I’m reminded of the stories of friends who are recovering alcoholics. They’ve told me of returning to rehab for 30 or 40 or 70 times until that 71st or 53rd or whatever visit (there is almost always a precise number) when they realized that something had changed, something was different, something had shifted. It might take them a while to confirm, or it might suddenly be clear as bright light that this was the turning point. After that, recovery took the lead, though they never lost the knowledge of the danger they were in, or the need to keep working at recovery every single day.
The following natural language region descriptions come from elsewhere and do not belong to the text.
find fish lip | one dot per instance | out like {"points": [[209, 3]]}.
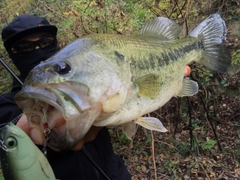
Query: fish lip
{"points": [[60, 142], [29, 96], [50, 96]]}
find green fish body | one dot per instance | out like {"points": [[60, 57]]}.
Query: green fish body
{"points": [[108, 79], [20, 158]]}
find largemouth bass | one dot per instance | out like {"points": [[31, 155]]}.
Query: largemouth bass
{"points": [[111, 80], [20, 158]]}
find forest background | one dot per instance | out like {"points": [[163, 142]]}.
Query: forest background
{"points": [[203, 141]]}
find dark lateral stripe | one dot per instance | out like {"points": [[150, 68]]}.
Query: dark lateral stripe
{"points": [[173, 54]]}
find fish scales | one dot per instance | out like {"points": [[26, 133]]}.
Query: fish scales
{"points": [[109, 79]]}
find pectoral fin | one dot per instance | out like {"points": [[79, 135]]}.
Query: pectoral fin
{"points": [[129, 129], [189, 88], [149, 86], [151, 123]]}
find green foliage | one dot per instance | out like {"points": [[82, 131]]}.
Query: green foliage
{"points": [[208, 145]]}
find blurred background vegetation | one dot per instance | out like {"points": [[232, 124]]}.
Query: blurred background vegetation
{"points": [[211, 118]]}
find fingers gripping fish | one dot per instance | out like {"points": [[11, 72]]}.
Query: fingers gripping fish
{"points": [[109, 79]]}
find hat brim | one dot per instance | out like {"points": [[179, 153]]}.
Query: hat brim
{"points": [[47, 28]]}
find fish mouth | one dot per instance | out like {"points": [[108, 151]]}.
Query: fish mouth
{"points": [[61, 109]]}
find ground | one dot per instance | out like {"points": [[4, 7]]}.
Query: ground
{"points": [[179, 155]]}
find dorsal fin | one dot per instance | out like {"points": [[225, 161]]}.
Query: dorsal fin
{"points": [[162, 28]]}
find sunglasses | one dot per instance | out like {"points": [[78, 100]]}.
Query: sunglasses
{"points": [[26, 47]]}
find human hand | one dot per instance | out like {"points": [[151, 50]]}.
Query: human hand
{"points": [[34, 131]]}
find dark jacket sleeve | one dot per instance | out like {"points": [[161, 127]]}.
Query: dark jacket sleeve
{"points": [[8, 108]]}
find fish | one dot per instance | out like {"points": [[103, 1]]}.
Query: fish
{"points": [[20, 157], [115, 80]]}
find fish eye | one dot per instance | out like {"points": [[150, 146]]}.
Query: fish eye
{"points": [[11, 142], [62, 68]]}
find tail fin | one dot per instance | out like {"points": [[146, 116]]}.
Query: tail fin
{"points": [[213, 33]]}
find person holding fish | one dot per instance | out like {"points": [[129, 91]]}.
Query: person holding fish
{"points": [[29, 40]]}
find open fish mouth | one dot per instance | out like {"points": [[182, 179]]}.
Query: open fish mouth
{"points": [[61, 108]]}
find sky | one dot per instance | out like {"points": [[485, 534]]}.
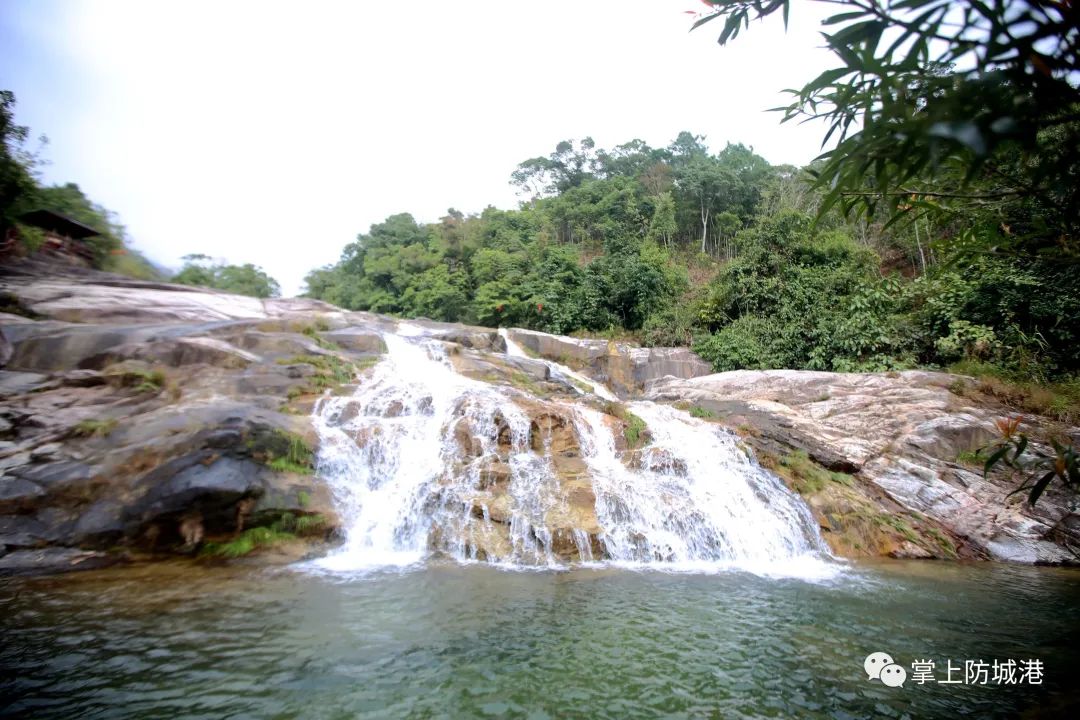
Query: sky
{"points": [[274, 132]]}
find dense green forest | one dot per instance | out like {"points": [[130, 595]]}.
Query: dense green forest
{"points": [[721, 250], [939, 230]]}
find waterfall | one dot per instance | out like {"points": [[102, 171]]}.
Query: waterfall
{"points": [[426, 461], [571, 378]]}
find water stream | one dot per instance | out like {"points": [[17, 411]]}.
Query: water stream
{"points": [[409, 457]]}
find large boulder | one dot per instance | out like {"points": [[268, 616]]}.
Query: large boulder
{"points": [[902, 434]]}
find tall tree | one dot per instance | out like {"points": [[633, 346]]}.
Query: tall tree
{"points": [[939, 104]]}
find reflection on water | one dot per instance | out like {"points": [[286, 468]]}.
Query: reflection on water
{"points": [[446, 640]]}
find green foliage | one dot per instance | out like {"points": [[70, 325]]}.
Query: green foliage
{"points": [[242, 280], [1013, 448], [246, 542], [939, 105], [143, 380], [94, 428], [17, 185], [806, 476], [331, 370], [593, 250], [287, 452], [1058, 399], [634, 429]]}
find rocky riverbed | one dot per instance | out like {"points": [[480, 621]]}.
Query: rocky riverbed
{"points": [[144, 420]]}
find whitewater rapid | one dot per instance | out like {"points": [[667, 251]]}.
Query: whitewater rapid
{"points": [[405, 457]]}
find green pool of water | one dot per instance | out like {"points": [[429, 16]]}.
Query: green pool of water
{"points": [[446, 640]]}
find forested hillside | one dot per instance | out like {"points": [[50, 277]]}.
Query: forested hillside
{"points": [[680, 245]]}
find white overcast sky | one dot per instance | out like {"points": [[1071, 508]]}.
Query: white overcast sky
{"points": [[274, 132]]}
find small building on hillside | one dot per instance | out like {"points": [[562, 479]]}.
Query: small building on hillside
{"points": [[62, 234]]}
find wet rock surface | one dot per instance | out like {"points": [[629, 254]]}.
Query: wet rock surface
{"points": [[902, 437], [156, 419]]}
Similarly, I feel that shift going on in a deep place, and I know that I can build on that with new confidence. I don’t know why it’s happening – and I’m the sort who keeps trying to understand the why’s of everything that comes my way. Thinking hard about the why’s in this case seems meaningless. After all, there has not been a why for depression for decades. Sure, I can point to traumas of youth as the likely precipitating causes, but after many years the condition stopped being a reaction to any event – to anything at all. It was a background condition I lived with. At times it would take me over. At times it would recede. No cause, no provocation – it was just there.
So does there have to be an explanation when something much brighter and happier is taking the place of depression? No, not at all. I’ve learned through writing this blog that this inner shift had to happen before any permanent change could happen.
I had to believe – madly, truly, deeply – that I simply had the right to be alive – the right to take up space in the world, to love, to find happiness, to succeed. That belief may not have anything to do with the biochemistry of depression or genetic inheritance or family history or trauma or anything else. I didn’t have it before; I have it now. How it arrived is a mystery. Perhaps it results from the totality of efforts to date – but I have done all those things for years, so why now?
Perhaps it is simply a gift that can’t be questioned – a gift that may have been there all along. Now it’s part of me.
Can you share a story about a change of inner belief that started you in a new direction?